Target (NYSE:TGT) posted first-quarter earnings results today that included surprisingly high per-share earnings. But Wall Street analysts had the retailer's sales figure exactly right: Revenue grew by 3% to reach $17.1 billion.

Here's a look at how the headline results stacked up against Wall Street's first-quarter forecasts:

Metric Expected Actual
Revenue $17.1 billion $17.1 billion
Earnings $1.02 per share $1.10 per share

"Expected" is the average forecast of the 22 analysts who cover Target's stock. Source: Company financial filings and Yahoo! Finance.

Strong sales growth
Target's revenue growth was powered by a solid 2.3% comparable-store sales improvement. While lower than the prior quarter's 4% bounce, it was enough to soundly beat rival Wal-Mart's (NYSE:WMT)1.1% quarterly gain.

Higher customer traffic, higher prices, and increased average basket size all contributed to Target's comps uptick. And e-commerce sales tacked on almost a full percentage point to comps this quarter: The online business was up 40%, year over year. "We're pleased with our first quarter traffic and sales, particularly in our signature categories," new CEO Brian Cornell said in a press release.

Improving finances
Target's success in those core categories is important because the clothing, home, and beauty products carry a higher profit margin than the rest of Target's business (dominated by groceries and electronics). As a result of that shifting product mix, gross margin improved by one percentage point this quarter, to 30.5% of sales. Management also held the line on costs, and together those two trends pushed earnings up 20% above the prior year.

Target spent $300 million repurchasing its own stock, marking the first time it has engaged in buybacks in almost two years. Those seven quarters were a particularly hard time for the business. Target suffered through spiking expenses and negative customer traffic following the 2013 data breach. And at the same time, it had to endure a huge cash drag from the now-retired Canada business.

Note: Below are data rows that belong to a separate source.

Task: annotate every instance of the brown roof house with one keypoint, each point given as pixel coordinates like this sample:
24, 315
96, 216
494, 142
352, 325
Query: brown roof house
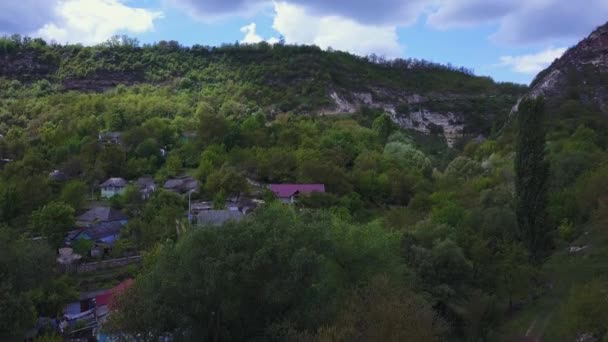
109, 137
181, 185
100, 215
146, 186
288, 193
218, 217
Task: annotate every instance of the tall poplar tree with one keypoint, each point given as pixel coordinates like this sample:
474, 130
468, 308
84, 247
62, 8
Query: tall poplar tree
532, 178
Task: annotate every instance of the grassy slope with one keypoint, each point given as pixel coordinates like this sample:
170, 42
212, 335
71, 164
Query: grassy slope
563, 271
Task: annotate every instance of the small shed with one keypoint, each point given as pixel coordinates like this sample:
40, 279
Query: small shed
218, 217
288, 193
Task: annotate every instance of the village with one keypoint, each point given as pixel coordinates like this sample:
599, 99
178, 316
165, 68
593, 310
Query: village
88, 249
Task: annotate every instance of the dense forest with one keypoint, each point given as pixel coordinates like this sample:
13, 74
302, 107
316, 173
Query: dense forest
412, 240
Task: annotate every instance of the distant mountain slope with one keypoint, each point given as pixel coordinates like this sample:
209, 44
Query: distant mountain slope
580, 74
420, 95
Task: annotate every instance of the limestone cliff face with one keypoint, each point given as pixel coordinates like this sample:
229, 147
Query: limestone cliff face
415, 111
581, 73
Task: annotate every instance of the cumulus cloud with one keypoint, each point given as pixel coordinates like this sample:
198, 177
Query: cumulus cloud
378, 12
297, 25
551, 20
532, 63
467, 13
251, 37
94, 21
25, 16
523, 21
210, 10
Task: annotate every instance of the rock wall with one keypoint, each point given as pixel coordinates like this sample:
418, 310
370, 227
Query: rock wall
112, 263
449, 124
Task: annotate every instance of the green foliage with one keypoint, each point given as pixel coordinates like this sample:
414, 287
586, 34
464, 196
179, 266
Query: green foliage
585, 311
53, 221
246, 268
531, 183
25, 266
566, 231
74, 194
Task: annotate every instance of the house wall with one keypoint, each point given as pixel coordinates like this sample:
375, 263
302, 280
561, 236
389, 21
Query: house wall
111, 192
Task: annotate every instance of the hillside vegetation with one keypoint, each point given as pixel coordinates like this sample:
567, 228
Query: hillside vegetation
412, 240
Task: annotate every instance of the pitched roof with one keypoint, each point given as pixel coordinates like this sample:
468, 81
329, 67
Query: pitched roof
145, 182
288, 190
110, 135
104, 229
107, 298
218, 217
102, 214
58, 175
115, 182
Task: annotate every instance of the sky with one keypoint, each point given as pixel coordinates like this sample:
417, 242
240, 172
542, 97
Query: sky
508, 40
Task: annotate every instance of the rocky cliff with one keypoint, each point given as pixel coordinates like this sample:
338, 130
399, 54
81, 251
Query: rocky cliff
580, 74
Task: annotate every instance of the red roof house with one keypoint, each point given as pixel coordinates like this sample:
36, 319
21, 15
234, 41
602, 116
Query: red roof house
106, 298
288, 192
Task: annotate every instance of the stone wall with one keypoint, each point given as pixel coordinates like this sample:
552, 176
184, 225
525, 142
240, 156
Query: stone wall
112, 263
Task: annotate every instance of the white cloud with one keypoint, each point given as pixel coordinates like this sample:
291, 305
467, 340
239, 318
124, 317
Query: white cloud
94, 21
523, 21
377, 12
251, 37
532, 63
25, 16
340, 33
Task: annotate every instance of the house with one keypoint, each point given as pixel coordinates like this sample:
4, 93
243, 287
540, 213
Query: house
187, 137
243, 204
288, 193
146, 186
109, 137
91, 311
58, 176
112, 187
100, 214
218, 217
104, 232
181, 185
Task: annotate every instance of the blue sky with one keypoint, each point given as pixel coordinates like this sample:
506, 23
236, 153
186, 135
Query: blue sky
509, 40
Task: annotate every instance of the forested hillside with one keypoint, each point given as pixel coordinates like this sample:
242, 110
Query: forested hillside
409, 240
274, 78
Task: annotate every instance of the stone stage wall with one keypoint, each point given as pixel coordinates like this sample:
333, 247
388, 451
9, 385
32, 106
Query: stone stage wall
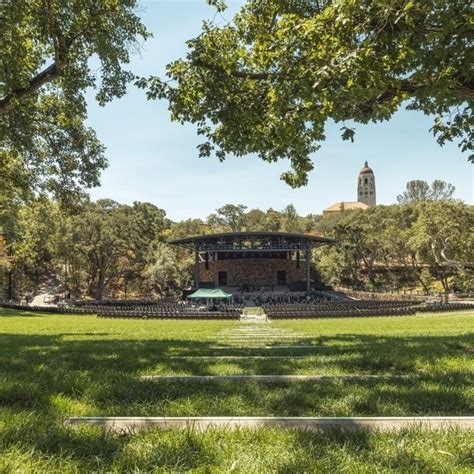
258, 271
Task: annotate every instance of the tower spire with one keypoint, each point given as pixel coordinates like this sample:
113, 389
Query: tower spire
366, 186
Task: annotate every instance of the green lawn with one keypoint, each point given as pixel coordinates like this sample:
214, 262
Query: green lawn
54, 366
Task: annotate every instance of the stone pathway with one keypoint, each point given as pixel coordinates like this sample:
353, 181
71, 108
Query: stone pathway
389, 423
259, 333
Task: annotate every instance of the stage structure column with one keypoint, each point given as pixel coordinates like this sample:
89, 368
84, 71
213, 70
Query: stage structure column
308, 272
196, 268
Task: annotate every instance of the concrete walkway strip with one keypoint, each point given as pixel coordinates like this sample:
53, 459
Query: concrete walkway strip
231, 347
131, 424
224, 357
268, 378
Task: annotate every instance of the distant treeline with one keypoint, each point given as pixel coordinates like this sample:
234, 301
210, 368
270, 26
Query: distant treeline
105, 248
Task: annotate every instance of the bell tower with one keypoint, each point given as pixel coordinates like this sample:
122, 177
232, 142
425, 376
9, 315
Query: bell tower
366, 186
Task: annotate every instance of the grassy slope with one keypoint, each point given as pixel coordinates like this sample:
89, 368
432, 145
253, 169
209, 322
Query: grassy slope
55, 366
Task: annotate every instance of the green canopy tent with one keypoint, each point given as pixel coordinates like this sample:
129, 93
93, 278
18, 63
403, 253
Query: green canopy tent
210, 294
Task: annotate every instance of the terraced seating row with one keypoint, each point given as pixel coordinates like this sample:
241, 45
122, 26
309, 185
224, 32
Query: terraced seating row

The resumption of the buyback program indicates that management believes the company has put those rough times behind it. It also points to more aggressive dividend hikes down the road.

This year's outlook
Cornell and his team raised their full-year profit forecast slightly. The company sees adjusted full-year earnings coming in between $4.50 per share and $4.65 per share, up from the prior $4.45 to $4.65 per-share range. And EPS should grow by 13% in the second quarter, up to $1.13 per share.